Kyrgios through to Wimbledon semi-finals
Nadal left the field with a trainer for a medical time-out, while leading 4-3 in the second set; Fritz paced around the baseline, waiting for the action to resume.
When that happened, Nadal was clearly compromised. It was hard not to think: would he give up? Nadal acknowledged that that was going through his mind. Perhaps that was also the case with Fritz, because his playing level dropped quickly for pieces.
He pretty much handed over the second set of what was to be a 4 hours 21 minutes match under a sky of slate clouds. After Fritz took the third set, his big serve was broken three times in the next set.
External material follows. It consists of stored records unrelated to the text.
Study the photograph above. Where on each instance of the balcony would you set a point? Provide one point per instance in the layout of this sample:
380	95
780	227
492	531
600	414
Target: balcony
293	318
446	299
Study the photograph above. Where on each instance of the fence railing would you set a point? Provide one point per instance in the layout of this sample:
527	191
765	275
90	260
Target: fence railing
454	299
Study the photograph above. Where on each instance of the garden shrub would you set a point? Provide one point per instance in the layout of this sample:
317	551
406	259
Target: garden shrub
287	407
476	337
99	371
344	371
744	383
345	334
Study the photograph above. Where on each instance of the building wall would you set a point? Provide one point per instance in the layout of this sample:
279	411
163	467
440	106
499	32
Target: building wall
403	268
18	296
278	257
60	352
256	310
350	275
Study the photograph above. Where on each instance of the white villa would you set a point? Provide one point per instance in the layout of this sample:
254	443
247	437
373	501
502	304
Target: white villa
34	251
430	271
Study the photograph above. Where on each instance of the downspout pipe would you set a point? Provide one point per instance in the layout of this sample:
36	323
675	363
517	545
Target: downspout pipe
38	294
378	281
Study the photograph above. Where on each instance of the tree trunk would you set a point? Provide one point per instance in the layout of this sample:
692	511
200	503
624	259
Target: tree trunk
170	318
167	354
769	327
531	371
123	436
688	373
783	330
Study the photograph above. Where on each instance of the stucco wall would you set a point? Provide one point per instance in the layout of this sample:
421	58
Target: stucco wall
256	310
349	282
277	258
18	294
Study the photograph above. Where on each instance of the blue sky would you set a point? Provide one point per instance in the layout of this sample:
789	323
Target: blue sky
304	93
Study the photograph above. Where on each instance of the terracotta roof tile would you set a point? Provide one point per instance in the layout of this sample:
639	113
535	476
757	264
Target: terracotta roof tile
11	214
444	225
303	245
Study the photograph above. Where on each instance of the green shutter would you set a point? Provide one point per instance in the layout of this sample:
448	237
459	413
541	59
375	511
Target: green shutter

Insane winner breaks Kyrgios
Nadal occasionally saw a ball of Fritz’s orange racket fly past. Nadal couldn’t move as he usually does. His signature grunts of “Uhhhh!” were rare.
He didn’t generate the usual zip on his serve, which dropped from a maximum of 120 mph to barely more than 100 mph. He tried to end exchanges with a quick forehand or a drop shot – sometimes successfully, often not.
“A tough afternoon. Not an easy game,” said Nadal. “Something is not right in the stomach.”
Still, he called out his best for the last, taking a 5-0 lead in the final tiebreak – the first-to-10, win-by-two format from 6-all in a fifth set is new for Wimbledon this year – and then five of the last six points. By doing so, Nadal expanded his undefeated position in Grand Slam matches to 19-0 in 2022, while looking to add a trophy at Wimbledon to his victories at the Australian Open in January and the French Open in June. Despite all he has achieved, the 36-year-old Spaniard has never won the first three Slam titles of a season.
On Friday, Nadal will meet Nick Kyrgios, the 27-year-old Australian who will make his Grand Slam debut in the semi-finals after a 6-4, 6-3, 7-6 (5) win over Chile’s Cristian Garin.
Asked to look ahead to Kyrgios, Nadal began with this ominous statement: “I hope to be ready to play.”
The Spaniard admitted it is unknown if he will be fit enough to play after going through the “worst” day with his new abdominal injury.
He continued: “I have to be 100 percent to keep chances and that’s what I’m going to try to do.”
The other men’s semifinal is No. 1 Novak Djokovic vs. No. 9 Cam Norrie.
The women’s semifinals will be 2019 champion Simona Halep against No.17 Elena Rybakina, and No.3 Ons Jabeur against unseeded Tatjana Maria.
Halep advanced by knocking out number 20 Amanda Anisimova of the United States 6-2, 6-4, and Rybakina came back and defeated Ajla Tomljanovic 4-6, 6-2, 6-3.